Shehnaz Saeed stopped walking and put a hand on my wrist. ‘So Ed's in Multan last week, filming the Ramzan special. And at the end of a long day he's relaxing in the coffee shop of his hotel...”

‘Drinking instant coffee.'

‘Drinking instant coffee. And in walks this irate man with jowls so droopy they could carry him away in a strong wind. And he's got a book in his hand which he starts waving at Ed like a fanatic holding the Word of God, ready to produce the black-and-white evidence that drinking anything other than percolated coffee is an unpardonable sin.'

‘And he comes up to me and slams the book down on the table in front of me, flipping it open to a page which his thumb had been marking. And I see it's an Urdu dictionary he's holding. And he says—Amma, tell her.'

‘He says,' her voice turned squeaky, its rhythms truncated, ‘“I've found your dirty secret.

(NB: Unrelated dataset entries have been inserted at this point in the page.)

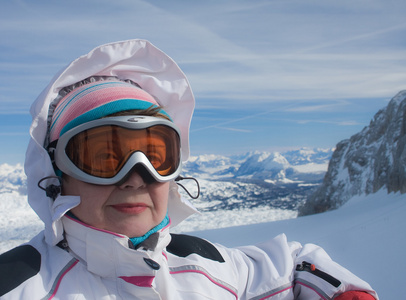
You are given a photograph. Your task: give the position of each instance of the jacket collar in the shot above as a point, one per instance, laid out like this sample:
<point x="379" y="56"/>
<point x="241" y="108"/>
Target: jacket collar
<point x="108" y="254"/>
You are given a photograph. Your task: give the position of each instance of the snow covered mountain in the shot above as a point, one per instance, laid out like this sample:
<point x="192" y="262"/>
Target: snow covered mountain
<point x="291" y="166"/>
<point x="370" y="160"/>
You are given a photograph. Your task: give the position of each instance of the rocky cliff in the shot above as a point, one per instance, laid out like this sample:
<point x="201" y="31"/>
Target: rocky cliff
<point x="370" y="160"/>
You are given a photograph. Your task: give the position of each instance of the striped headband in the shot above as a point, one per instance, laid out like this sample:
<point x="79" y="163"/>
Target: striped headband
<point x="96" y="100"/>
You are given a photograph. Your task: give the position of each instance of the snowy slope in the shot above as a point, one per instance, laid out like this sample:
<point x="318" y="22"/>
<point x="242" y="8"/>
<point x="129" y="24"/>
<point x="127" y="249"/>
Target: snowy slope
<point x="366" y="235"/>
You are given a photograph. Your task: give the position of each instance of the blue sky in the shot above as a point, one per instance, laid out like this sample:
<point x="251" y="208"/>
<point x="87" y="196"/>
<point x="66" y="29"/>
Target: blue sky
<point x="267" y="75"/>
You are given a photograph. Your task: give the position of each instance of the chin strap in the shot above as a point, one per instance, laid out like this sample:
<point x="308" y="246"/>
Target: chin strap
<point x="52" y="191"/>
<point x="189" y="178"/>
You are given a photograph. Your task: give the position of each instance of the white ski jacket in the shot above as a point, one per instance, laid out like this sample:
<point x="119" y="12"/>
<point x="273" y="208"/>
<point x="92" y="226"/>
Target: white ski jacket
<point x="71" y="260"/>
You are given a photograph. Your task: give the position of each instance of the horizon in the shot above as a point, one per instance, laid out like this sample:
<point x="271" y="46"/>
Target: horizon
<point x="267" y="75"/>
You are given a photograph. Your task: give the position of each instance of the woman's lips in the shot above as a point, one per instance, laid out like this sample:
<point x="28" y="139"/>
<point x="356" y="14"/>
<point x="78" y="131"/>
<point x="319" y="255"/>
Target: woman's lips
<point x="128" y="208"/>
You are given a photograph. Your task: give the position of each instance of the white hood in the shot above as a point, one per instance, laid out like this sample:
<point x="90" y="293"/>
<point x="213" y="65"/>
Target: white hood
<point x="137" y="60"/>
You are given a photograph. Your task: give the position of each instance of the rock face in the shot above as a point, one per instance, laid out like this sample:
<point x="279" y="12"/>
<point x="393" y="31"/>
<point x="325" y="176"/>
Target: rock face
<point x="372" y="159"/>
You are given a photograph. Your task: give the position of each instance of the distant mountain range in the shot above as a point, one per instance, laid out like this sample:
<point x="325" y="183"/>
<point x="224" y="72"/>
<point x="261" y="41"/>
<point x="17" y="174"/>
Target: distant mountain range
<point x="371" y="160"/>
<point x="280" y="180"/>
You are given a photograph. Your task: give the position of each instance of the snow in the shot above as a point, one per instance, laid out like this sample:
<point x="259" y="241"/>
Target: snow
<point x="366" y="235"/>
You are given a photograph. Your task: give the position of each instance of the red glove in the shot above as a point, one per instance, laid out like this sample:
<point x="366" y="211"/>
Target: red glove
<point x="354" y="295"/>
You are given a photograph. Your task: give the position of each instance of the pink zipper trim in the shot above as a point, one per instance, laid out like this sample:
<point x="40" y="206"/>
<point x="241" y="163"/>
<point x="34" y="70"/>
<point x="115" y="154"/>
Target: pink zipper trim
<point x="196" y="269"/>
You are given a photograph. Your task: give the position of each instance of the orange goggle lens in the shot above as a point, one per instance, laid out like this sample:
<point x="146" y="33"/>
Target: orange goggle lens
<point x="103" y="151"/>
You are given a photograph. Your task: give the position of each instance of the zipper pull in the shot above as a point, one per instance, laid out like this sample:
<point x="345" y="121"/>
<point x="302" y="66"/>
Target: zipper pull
<point x="311" y="268"/>
<point x="305" y="266"/>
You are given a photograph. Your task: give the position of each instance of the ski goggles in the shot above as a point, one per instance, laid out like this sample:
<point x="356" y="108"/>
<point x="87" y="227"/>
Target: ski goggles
<point x="105" y="151"/>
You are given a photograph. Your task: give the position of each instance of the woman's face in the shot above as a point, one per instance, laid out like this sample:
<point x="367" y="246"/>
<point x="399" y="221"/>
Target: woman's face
<point x="132" y="208"/>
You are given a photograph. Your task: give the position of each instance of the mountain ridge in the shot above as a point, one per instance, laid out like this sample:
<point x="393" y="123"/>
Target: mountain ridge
<point x="368" y="161"/>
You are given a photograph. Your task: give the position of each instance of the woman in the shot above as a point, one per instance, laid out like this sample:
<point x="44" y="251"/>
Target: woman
<point x="113" y="126"/>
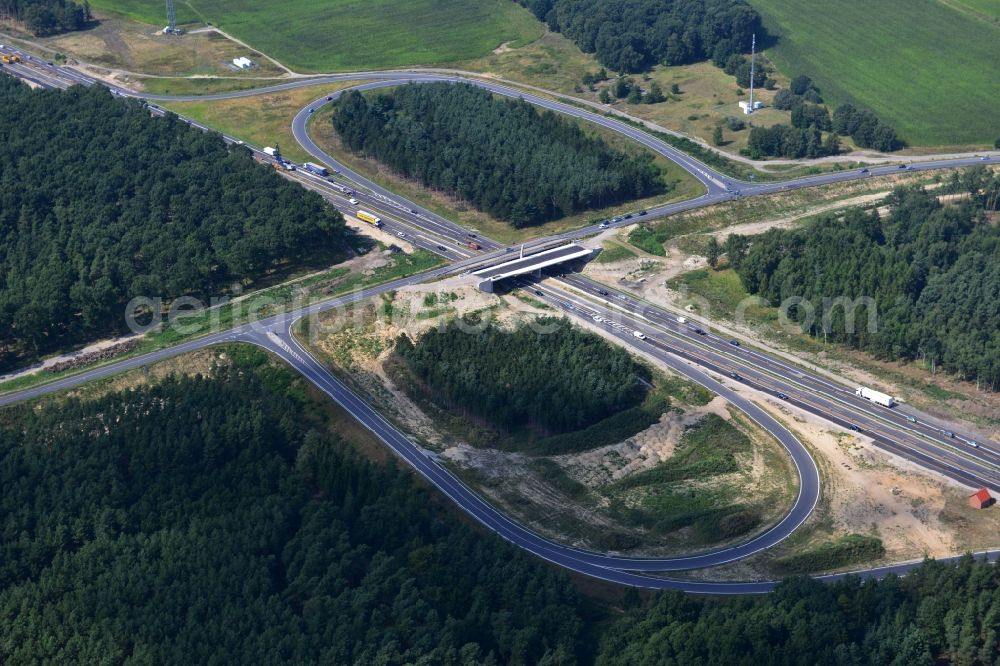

You TV people with your loose morals. Why
Boond
of all names, I wondered. Why a drop of rain? What sort of title is this? And now I see you're having your vulgar jokes at the country's expense.' And he points to the definition of
Boond
and—even I didn't know this, Aasmaani. In addition to rain or blood, which is what Kiran had in mind when she came up with the title, it also means—'

‘Semen,' I finished.

‘You knew?' Ed laughed.

‘Of course. One of the Poet's early ghazals has “boond” as the radif. It also means spotted silk, by the way.'

‘We must talk about his poetry one day,' Shehnaz Saeed said. ‘It would be such a pleasure to discuss it with you.'

As she said it, I imagined calling her up to say I was coming over to discuss poetry, and then leading Omi into this house with me. The look on Shehnaz Saeed's face.

She had walked ahead of us into the lounge, and Ed was about to follow when I caught hold of his hand and squeezed it. He looked away as though he couldn't bear my hopefulness. He didn't quite believe Omi could still be alive and I knew, as though he'd whispered it into my ear one night so that it made its way into my dreams, that he couldn't bear the thought of what it would do to me if I had to face Omi's death again. The sweetness of Shehnaz Saeed's character resided in Ed, too, but in a concentrate at his very core. I rubbed my thumb along the back of his palm and he looked at me, eyes grave.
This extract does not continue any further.